I hope that's the kind of 'content' you're looking for, because there's plenty more where that came from. However, in case you are the individual who'd like to know what I've read this week:
  • Sally Nicholls, Season of Secrets. A very moving book about a young girl whose bereavement is assuaged by becoming enmeshed in the myths of the Green Man and the Holly King. The writing is limpid, the plot simple and the effect deeply emotional. A bit of a gem. 
  • Country Girls by Edna O'Brien. I can see why the censors hated it in 1950s/60s Ireland but it's every bit as good as everyone says – the first in a trilogy about a pair of Irish girls moving from country isolation into adulthood, urban sophistication and their own sexual identity. 
  • Sarah Davis-Goff's Last Ones Left Alive was a very enjoyable Irish feminist take on the zombie apocalypse novel. More horrific than my usual tastes but a bracing read. 
  • Richmal Crompton's Family Roundabout. Famous for her William novels (which my grandmother bought as they came out in the 1920s - I still have her collection), she regretted that her novels for adults were overshadowed by the juvenile writing, but this one is a delight – a very sharp, ironic and wry tale of contrasting matriarchs and their families: a mix of EM Forster, Trollope and Compton-Burnett. Highly recommended. 
Here's the Walton:


and some Mazzy Star:


Try not to catch coronavirus racist paranoia this weekend. It's quite catching, I notice. 


1 comment:

Phil said...

solid proof that even a professorship is now an insecure and temporary post subject to the whims of a management that finds it hard to look beyond a spreadsheet

Brrr. One day - probably after my own retirement, and certainly after I've got to know the individual concerned a bit better* - I'll share the story of the Internationally Renowned Philosopher Who Thought That A Chair (And International Renown) Still Meant Something. (Spoiler: nope.)

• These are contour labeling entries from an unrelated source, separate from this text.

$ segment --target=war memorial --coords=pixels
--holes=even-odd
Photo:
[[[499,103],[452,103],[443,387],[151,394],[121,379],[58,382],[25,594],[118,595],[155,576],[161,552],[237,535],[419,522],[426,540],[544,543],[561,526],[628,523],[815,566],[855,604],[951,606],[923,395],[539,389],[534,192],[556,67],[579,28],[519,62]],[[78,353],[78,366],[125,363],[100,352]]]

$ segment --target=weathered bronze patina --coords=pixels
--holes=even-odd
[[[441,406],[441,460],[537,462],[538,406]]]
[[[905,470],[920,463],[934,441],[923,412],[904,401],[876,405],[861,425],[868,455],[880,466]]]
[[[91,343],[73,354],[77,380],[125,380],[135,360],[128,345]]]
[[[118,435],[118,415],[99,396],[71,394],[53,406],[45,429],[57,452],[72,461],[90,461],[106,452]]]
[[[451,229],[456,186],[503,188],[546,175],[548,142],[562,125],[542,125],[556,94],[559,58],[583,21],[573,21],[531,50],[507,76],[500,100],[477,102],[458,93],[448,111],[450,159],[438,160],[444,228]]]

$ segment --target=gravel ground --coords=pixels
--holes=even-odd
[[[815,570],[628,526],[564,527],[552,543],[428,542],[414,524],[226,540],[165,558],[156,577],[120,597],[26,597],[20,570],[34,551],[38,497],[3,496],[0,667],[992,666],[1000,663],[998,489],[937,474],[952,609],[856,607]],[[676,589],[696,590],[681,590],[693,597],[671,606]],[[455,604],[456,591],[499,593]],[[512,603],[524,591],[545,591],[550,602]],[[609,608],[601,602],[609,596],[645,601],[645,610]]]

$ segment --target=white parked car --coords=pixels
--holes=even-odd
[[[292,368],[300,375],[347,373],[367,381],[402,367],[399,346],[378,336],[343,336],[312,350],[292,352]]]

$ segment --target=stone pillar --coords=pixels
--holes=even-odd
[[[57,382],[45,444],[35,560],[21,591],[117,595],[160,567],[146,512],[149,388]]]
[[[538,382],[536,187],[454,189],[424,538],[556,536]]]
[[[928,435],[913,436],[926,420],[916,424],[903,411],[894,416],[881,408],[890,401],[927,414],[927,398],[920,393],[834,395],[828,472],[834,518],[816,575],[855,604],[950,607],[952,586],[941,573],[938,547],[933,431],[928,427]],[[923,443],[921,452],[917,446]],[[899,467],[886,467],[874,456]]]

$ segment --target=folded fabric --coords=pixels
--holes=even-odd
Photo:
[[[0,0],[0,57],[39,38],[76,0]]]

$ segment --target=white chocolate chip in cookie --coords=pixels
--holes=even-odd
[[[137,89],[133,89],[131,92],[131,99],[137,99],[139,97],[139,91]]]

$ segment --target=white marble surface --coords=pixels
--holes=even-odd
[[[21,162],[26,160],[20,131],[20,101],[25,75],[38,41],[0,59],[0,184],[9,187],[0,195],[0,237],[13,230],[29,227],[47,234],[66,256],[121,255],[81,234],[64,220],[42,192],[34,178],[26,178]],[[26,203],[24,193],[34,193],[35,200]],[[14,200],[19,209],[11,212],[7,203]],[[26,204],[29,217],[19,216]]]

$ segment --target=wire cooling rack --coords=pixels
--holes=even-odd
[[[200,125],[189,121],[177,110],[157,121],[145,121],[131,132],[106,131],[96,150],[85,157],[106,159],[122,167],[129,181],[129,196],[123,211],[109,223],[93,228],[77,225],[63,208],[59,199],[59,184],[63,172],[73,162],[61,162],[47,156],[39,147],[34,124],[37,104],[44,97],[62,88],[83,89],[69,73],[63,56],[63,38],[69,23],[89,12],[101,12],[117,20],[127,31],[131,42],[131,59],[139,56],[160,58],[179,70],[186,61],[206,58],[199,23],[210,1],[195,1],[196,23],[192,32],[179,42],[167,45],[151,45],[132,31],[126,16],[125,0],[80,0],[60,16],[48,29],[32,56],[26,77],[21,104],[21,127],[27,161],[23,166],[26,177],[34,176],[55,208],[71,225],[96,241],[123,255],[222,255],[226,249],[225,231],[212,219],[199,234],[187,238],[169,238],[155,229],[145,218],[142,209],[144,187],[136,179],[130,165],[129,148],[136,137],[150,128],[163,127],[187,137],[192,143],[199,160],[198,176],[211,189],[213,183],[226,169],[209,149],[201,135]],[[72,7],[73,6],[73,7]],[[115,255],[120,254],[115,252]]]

Back when I was doing my MA - part-time, as a mature student - one of my tutors tried to dissuade me from the dreams of an academic career I was already entertaining. He said, "It's not like it used to be, you know. We have annual performance reviews!" I was working in IT for an insurance company at the time - and we also had annual performance reviews - so I wasn't greatly dissuaded. Still, though - there is something peculiarly depressing about a workplace that still looks, in a certain light, a bit like Unseen University, but acts like it would rather be Amazon. (The guy should just have told me it would be fourteen years before I got a permanent contract, and even that would be part-time.)

*I know the person involved slightly - not well enough to know whether they'd want their story told or not, but enough to be more reluctant to tell it than if I didn't know them at all.